The word ‘strategy’ is overused, and more often than not it's just a way of summarizing a company’s plans for growth, or increased sales. Business people also often conflate strategy and innovation, using them interchangeably as ways to describe how a company wants to drive itself forward. It’s the perception of failure which separates these two most readily - it is integral in innovation, but detrimental to a strategy.
Unfortunately for strategists, no article will ever be able to give them a definitive guide on how to successfully execute a strategy. Even after two full books dedicated to the topic, ‘Making Strategy Work’, left a lot to be desired. All we can do, then, is examine how successful companies have gone about the process.
One of the aspects which ‘Making Strategy Work’ addressed was the importance of framing a strategy so that it doesn’t stop a company reacting to new threats. As defined by the Harvard Business Review (HBR), ‘strategic frames’ are how managers define what market they’re operating in, their competitors and the customers they need to focus on. While frames do add clarity, they can also be guilty of giving strategists tunnel vision.
A rigid strategic frame becomes particularly impactful when a company is assessing its customers. For example, retailer, Laura Ashley, failed to recognize a shift in customer taste, and instead wrote a sales decline off as a ‘temporary fluctuation’. Customer expectations change quicker than ever before, and being blinded by your own strategy can see opportunities come and go quickly.

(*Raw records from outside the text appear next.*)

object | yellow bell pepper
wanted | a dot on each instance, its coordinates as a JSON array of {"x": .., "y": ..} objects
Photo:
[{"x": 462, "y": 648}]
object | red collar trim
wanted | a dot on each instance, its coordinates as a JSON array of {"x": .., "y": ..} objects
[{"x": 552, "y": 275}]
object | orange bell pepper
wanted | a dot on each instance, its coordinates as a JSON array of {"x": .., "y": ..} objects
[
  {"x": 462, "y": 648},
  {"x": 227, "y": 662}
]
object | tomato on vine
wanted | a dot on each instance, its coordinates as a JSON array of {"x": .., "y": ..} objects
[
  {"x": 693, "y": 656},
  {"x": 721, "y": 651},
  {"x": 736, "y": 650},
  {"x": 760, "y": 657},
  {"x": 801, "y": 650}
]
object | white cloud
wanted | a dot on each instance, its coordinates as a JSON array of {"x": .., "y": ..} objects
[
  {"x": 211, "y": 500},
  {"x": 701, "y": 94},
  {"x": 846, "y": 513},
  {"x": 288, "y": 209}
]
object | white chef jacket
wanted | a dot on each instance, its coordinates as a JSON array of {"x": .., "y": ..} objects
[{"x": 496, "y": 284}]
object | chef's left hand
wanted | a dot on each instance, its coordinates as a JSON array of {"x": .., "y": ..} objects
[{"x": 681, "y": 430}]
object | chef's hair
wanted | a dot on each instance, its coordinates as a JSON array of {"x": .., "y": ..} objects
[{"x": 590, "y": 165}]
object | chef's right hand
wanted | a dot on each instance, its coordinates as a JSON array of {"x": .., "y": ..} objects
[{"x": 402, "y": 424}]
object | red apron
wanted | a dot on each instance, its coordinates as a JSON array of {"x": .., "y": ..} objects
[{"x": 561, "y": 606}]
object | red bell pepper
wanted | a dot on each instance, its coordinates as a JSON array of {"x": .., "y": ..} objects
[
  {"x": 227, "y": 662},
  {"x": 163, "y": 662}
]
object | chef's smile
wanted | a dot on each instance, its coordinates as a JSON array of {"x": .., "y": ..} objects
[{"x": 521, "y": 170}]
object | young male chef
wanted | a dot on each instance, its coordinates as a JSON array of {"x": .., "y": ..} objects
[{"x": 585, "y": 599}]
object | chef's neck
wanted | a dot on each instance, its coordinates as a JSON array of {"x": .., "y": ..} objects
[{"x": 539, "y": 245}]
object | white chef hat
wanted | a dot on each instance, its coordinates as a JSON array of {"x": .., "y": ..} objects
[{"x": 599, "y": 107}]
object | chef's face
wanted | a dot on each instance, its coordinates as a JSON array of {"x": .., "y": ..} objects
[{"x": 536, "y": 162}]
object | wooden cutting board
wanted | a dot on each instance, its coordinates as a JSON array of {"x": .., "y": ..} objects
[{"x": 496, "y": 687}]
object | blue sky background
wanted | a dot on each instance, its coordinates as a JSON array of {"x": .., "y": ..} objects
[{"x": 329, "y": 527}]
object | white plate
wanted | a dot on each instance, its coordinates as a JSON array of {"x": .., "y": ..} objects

The HBR notes that this mistake is often committed outside the business arena. After the French army’s gung-ho approach in the trenches cost them dearly in WW1, they changed their tact altogether. Their new defensive posture was most evident with the Maginot Line, which proved to be ineffective in protecting their boarder from oncoming German soldiers. According to Donald Sull: ‘The hard-won lesson from the First World War became a tragic blinder during the Second’. The HBR concluded that businesses can use the French army’s experience as an example of how focussing too much on previous results - whether good or bad - can lead to problems.
Both these examples show how important it is to fight today’s battle, not yesterday’s. Strategies need to be redesigned when the market changes. Technology has cut time-to-market, and allows new companies to go after your customers in ways which were previously untested. When you’re blinded by a strategy, it’s impossible to be vigilant.
This has been the downfall of many companies - whether it is Blockbuster or Kodak - and makes once innovative companies, obsolete.